Status boards are pretty common fixtures at software companies these days, but, let’s face it, many of them are nothing more than eye candy.  Of course you want your status board to look pretty, but building one that’s indispensable is the real challenge.

Man, the Big Board was soooo useful.

The Big Board quickly became the centerpiece of our customer support workflow. In a way, it was a graphical representation of the Fog Creek customer service philosophy. I can’t take credit for the board’s success, though. I did much of the design, but the Big Board was the brain child of Rich Armstrong, who is not only a master of process improvement, but has a keen ability (super power, even?) to cut straight to the core of the thorniest technical–and sociological–problems.

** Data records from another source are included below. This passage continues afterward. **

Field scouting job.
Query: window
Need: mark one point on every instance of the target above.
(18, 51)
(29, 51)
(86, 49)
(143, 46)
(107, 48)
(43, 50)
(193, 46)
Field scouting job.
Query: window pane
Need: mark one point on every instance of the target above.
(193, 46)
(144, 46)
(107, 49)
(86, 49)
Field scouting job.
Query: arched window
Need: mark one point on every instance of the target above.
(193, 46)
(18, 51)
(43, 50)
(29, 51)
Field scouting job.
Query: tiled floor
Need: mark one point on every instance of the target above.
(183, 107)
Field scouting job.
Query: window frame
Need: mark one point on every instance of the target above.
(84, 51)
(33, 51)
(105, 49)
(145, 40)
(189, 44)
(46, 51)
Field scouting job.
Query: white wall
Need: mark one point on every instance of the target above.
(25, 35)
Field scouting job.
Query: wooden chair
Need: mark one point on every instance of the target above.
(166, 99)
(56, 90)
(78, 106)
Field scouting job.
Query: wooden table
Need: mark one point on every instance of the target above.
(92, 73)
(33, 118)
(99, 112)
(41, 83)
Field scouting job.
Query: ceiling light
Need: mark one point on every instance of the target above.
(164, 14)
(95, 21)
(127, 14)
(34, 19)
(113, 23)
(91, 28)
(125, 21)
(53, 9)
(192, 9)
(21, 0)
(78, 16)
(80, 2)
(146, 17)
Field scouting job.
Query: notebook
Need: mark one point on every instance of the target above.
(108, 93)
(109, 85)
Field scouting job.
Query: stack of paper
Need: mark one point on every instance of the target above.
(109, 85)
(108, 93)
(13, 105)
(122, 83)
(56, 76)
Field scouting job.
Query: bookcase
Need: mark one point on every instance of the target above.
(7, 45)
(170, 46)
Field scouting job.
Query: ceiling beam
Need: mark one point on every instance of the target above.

I remember the discussion between Rich and I about what we should put on the board. I thought, “What would look cool?” Then Rich said, “So, what behaviors do we want to reinforce?” Ah, yes, of course. We wanted to:

  1. Respond to customer phone calls according to schedule
  2. Respond to support cases within 1 business day
  3. Reduce our Fix It Twice backlog And so we added our call schedule to the Solari board, front and center.

As soon as a support call was scheduled and assigned, the train board clattered subtly and everyone on the team knew about it.   Calls wouldn’t be missed. In the upper right-hand corner of the Solari board there was a small digital clock displaying the time our next support case was due for a response, in accordance with our 1 business day SLA. The color of the clock was highly relevant, too:

  • If there were cases in the queue that were overdue, the clock turned red.
  • If cases were due within our business day window, the clock turned yellow.
  • If we managed to close all the near-term cases, the clock turned green.

We called this “greening the board.” Around 4pm every day, we’d jokingly rib the person that was preventing the board from turning green. Then we’d all pitch in to help, like we were on a World of Warcraft raid, until our mission was accomplished and we could reward ourselves with a beer and random discussion about web frameworks or classic movie references I didn’t understand. Some days we’d green the board super early, which meant we could take the rest of the day to work heads down on our side projects, only stopping with the clattering of the Solari board.

Lastly, we displayed a raw count of Fix It Twice cases in the backlog. If this number exceeded a threshold we set, it signified that, once our calls and near-term cases were in order, we should trim the backlog before digging into project work. Incentives: aligned.

These 3 simple indicators, all provided by the Solari board, kept our processes running smoothly and made our customers, and our team, happy. Ask yourself: What metrics underly my team’s culture?  And how can I make them public, actionable, and fun to affect?